Introduction to the cryptographic details of AWS KMS - AWS Key Management Service

Introduction to the cryptographic details of AWS KMS

AWS Key Management Service (AWS KMS) provides a web interface to generate and manage cryptographic keys and operates as a cryptographic service provider for protecting data. AWS KMS offers traditional key management services integrated with AWS services to provide a consistent view of customers’ keys across AWS, with centralized management and auditing. This whitepaper provides a detailed description of the cryptographic operations of AWS KMS to assist you in evaluating the features offered by the service.

AWS KMS includes a web interface through the AWS Management Console, command line interface, and RESTful API operations to request cryptographic operations of a distributed fleet of FIPS 140-2 validated hardware security modules (HSMs)[1]. The AWS Key Management Service HSM is a multichip standalone hardware cryptographic appliance designed to provide dedicated cryptographic functions to meet the security and scalability requirements of AWS KMS. You can establish your own HSM-based cryptographic hierarchy under keys that you manage as customer master keys (CMKs). These keys are made available only on the HSMs and only in memory for the necessary time needed to process your cryptographic request. You can create multiple CMKs, each represented by its key ID. Only under AWS IAM roles and accounts administered by each customer can customer CMKs be created, deleted, or used to encrypt, decrypt, sign, or verify data. You can define access controls on who can manage and/or use CMKs by creating a policy that is attached to the key. Such policies allow you to define application-specific uses for your keys for each API operation.
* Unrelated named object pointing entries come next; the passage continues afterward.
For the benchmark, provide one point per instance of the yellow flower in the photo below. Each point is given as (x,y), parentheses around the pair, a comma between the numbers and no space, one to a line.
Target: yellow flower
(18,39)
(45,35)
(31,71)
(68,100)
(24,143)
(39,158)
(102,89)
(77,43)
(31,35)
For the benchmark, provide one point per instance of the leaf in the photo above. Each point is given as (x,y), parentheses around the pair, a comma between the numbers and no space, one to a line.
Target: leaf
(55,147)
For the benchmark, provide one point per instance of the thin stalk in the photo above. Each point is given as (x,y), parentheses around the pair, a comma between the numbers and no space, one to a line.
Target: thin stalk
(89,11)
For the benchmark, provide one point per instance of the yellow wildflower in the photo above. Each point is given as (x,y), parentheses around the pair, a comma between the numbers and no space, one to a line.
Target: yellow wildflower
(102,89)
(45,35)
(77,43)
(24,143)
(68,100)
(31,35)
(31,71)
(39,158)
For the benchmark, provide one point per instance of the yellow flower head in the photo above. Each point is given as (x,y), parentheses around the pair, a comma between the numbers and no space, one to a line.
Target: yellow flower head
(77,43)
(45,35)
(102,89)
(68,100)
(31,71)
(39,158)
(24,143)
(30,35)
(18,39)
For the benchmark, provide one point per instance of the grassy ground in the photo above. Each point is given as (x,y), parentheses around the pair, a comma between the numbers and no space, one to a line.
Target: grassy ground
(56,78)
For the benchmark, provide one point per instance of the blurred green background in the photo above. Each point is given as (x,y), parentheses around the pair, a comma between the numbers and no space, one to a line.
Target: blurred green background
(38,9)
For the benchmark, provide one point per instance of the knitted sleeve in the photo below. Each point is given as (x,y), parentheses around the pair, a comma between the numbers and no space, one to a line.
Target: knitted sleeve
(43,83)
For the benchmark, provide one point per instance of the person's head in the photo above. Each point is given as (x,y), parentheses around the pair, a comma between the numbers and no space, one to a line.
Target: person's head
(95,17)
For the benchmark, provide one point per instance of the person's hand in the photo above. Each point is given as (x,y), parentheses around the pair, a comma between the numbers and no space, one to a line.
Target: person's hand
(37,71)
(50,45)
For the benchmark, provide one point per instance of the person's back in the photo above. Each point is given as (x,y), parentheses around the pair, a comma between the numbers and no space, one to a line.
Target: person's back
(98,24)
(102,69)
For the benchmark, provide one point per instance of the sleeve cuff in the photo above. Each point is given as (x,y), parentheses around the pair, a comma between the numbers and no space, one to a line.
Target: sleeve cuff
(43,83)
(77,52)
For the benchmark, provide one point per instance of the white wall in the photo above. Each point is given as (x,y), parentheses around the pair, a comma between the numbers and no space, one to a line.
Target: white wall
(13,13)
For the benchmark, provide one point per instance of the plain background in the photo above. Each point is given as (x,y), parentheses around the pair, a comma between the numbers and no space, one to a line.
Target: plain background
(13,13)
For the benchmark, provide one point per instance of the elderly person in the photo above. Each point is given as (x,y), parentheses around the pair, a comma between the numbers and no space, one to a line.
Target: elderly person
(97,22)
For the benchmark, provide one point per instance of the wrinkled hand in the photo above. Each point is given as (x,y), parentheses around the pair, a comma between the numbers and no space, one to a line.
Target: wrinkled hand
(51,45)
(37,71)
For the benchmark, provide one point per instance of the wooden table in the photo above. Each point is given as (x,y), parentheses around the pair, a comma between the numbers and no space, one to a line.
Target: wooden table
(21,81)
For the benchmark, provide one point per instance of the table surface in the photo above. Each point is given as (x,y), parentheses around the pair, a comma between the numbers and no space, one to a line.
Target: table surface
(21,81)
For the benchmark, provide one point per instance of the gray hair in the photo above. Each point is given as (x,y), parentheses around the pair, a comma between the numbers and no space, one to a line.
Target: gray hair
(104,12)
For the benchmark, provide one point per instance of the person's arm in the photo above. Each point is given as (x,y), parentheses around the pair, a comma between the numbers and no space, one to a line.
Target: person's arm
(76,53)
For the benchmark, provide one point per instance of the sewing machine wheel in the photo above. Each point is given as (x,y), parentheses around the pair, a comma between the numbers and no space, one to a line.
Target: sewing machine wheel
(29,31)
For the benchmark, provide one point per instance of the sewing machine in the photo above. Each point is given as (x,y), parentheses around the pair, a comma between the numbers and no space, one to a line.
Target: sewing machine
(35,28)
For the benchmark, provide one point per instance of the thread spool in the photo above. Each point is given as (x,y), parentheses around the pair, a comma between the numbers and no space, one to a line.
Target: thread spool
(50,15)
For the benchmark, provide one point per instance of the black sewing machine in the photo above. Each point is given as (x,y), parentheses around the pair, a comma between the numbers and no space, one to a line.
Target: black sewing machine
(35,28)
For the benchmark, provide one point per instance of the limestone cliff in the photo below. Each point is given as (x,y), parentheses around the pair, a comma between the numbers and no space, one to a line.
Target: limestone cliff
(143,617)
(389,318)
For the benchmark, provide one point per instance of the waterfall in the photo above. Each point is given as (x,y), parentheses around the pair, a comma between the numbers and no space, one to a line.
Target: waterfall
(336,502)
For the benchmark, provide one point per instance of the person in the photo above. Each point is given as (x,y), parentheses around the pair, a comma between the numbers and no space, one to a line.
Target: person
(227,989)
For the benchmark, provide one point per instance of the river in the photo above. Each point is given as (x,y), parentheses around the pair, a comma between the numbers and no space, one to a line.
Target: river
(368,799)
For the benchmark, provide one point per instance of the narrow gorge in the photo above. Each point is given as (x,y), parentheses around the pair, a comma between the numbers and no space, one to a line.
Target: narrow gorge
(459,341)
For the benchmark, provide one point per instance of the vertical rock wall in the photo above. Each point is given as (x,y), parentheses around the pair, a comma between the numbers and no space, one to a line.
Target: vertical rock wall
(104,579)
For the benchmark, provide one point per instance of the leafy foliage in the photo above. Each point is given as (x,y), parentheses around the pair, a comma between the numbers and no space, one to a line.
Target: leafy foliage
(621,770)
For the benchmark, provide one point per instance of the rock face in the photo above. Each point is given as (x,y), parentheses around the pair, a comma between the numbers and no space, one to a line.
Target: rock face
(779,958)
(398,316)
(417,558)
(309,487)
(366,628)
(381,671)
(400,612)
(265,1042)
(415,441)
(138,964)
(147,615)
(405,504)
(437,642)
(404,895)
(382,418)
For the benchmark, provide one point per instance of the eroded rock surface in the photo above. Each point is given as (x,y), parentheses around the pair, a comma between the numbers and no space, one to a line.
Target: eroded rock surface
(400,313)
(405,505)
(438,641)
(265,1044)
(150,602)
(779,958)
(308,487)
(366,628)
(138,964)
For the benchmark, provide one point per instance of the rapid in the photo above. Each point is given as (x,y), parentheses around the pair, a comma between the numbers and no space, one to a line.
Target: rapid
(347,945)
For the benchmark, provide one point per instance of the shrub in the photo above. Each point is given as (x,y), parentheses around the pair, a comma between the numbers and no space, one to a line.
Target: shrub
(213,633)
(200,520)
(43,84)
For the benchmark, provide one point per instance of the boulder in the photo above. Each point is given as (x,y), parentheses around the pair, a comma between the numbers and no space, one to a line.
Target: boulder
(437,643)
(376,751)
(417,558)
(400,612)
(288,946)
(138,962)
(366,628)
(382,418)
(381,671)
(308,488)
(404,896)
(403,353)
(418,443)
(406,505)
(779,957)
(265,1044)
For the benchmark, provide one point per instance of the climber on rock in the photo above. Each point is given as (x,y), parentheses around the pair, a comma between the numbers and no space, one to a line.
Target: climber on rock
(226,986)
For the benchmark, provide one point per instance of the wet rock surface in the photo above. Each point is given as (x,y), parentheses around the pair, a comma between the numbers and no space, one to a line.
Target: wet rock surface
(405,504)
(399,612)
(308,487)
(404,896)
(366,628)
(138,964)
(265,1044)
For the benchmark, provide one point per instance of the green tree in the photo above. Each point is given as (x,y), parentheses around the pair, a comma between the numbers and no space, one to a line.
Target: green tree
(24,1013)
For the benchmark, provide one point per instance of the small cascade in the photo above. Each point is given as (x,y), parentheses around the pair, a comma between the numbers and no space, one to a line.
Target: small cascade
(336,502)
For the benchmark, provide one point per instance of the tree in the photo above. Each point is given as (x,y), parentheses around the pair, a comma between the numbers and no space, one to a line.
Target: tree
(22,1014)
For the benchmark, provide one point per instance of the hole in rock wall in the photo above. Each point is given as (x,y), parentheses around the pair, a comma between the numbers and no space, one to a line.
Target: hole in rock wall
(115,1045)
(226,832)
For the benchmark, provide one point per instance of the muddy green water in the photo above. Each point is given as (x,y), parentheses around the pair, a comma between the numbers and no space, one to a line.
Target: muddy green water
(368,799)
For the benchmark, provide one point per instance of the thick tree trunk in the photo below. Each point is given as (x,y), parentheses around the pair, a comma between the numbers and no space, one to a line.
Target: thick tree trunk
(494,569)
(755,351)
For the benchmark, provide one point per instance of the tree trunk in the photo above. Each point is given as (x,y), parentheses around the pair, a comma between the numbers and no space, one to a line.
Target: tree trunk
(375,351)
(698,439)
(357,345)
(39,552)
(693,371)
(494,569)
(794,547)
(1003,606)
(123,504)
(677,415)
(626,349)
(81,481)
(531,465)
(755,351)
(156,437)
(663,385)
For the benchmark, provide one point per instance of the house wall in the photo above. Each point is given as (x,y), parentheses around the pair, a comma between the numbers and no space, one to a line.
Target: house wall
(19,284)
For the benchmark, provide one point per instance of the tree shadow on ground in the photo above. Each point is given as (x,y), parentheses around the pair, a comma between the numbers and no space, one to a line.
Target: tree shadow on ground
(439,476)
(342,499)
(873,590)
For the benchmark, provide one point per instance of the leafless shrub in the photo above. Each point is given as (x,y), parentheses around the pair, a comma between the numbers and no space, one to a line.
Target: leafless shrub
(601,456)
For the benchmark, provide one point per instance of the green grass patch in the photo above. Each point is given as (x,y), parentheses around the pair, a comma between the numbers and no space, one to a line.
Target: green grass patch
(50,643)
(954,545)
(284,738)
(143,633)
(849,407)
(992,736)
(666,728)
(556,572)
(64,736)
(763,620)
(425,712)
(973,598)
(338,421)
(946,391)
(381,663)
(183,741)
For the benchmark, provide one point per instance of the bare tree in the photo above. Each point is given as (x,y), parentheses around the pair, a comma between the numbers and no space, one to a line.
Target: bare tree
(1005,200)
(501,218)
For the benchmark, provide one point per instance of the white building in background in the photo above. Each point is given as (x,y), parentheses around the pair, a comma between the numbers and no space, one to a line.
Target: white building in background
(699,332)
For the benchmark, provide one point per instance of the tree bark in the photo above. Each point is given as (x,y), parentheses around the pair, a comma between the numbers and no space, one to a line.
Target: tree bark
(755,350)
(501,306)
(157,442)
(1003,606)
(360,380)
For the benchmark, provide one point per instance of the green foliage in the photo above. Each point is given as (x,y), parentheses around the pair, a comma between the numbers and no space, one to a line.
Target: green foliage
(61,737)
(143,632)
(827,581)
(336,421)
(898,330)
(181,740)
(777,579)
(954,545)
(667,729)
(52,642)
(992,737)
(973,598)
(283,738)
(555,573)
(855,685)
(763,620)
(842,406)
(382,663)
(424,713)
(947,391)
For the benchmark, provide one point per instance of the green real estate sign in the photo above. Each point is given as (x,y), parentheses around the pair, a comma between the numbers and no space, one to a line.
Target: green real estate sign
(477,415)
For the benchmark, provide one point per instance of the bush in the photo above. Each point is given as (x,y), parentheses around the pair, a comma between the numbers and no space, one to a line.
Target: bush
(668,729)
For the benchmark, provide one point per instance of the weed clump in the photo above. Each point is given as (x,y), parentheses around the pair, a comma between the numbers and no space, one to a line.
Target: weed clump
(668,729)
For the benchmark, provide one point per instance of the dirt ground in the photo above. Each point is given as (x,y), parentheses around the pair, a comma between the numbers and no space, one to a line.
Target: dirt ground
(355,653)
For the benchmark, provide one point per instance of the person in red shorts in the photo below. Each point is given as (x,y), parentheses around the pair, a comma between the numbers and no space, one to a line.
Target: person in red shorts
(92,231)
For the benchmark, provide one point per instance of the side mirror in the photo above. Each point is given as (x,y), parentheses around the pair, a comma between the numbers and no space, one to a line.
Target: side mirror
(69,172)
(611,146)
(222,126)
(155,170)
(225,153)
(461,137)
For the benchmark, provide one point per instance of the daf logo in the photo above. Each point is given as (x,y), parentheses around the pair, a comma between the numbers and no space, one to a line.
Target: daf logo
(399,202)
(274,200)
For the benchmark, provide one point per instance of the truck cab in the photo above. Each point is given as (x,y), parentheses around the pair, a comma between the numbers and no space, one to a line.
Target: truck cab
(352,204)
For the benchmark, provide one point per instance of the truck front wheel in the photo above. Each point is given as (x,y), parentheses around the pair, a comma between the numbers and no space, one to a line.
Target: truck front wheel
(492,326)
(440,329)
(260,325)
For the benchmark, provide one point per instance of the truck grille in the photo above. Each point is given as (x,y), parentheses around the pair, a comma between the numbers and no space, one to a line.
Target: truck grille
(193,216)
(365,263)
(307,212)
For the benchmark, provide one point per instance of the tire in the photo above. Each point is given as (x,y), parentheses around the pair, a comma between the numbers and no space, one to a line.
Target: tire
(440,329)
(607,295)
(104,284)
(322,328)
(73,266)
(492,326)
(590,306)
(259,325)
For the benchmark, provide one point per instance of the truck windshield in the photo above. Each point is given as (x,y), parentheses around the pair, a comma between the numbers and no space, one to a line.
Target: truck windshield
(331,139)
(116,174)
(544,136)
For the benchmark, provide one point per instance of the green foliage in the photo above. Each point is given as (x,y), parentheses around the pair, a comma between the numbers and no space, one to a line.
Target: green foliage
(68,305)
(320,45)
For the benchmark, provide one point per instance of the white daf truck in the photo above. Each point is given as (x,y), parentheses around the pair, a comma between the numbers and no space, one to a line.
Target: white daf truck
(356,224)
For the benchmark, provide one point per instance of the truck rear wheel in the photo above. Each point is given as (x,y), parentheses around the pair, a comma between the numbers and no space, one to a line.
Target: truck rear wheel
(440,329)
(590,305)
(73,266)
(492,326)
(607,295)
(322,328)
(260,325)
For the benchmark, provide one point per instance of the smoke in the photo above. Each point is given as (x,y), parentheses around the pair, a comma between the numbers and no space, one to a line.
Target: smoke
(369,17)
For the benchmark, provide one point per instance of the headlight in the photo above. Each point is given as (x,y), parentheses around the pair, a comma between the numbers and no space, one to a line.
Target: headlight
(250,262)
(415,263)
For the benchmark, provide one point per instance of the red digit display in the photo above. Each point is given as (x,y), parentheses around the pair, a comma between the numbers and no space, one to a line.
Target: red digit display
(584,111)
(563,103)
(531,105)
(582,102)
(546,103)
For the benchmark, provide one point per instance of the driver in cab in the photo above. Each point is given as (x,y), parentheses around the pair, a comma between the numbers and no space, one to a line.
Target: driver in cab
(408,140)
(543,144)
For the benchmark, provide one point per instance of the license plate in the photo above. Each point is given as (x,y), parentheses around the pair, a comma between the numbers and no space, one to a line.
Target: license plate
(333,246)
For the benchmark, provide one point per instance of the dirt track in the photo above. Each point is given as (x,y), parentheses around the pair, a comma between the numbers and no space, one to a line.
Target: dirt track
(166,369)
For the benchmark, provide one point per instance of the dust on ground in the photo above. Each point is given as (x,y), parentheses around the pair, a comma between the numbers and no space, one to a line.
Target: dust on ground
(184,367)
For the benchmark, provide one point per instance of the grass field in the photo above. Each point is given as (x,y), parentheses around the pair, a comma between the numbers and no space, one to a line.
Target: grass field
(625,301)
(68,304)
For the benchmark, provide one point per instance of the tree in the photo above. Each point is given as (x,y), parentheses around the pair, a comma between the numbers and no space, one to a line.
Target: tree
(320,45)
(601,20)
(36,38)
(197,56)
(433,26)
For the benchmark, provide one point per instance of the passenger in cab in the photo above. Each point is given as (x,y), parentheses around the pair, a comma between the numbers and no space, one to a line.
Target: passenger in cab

In addition, most AWS services support encryption of data at rest using CMKs. This capability allows customers to control how and when AWS services can access encrypted data by controlling how and when CMKs can be accessed.


       AWS KMS architecture.

AWS KMS is a tiered service consisting of web-facing AWS KMS hosts and a tier of HSMs. The grouping of these tiered hosts forms the AWS KMS stack. All requests to AWS KMS must be made over the Transport Layer Security protocol (TLS) and terminate on an AWS KMS host. AWS KMS hosts only allow TLS with a ciphersuite that provides perfect forward secrecy. AWS KMS authenticates and authorizes your requests using the same credential and policy mechanisms of AWS Identity and Access Management (IAM) that are available for all other AWS API operations.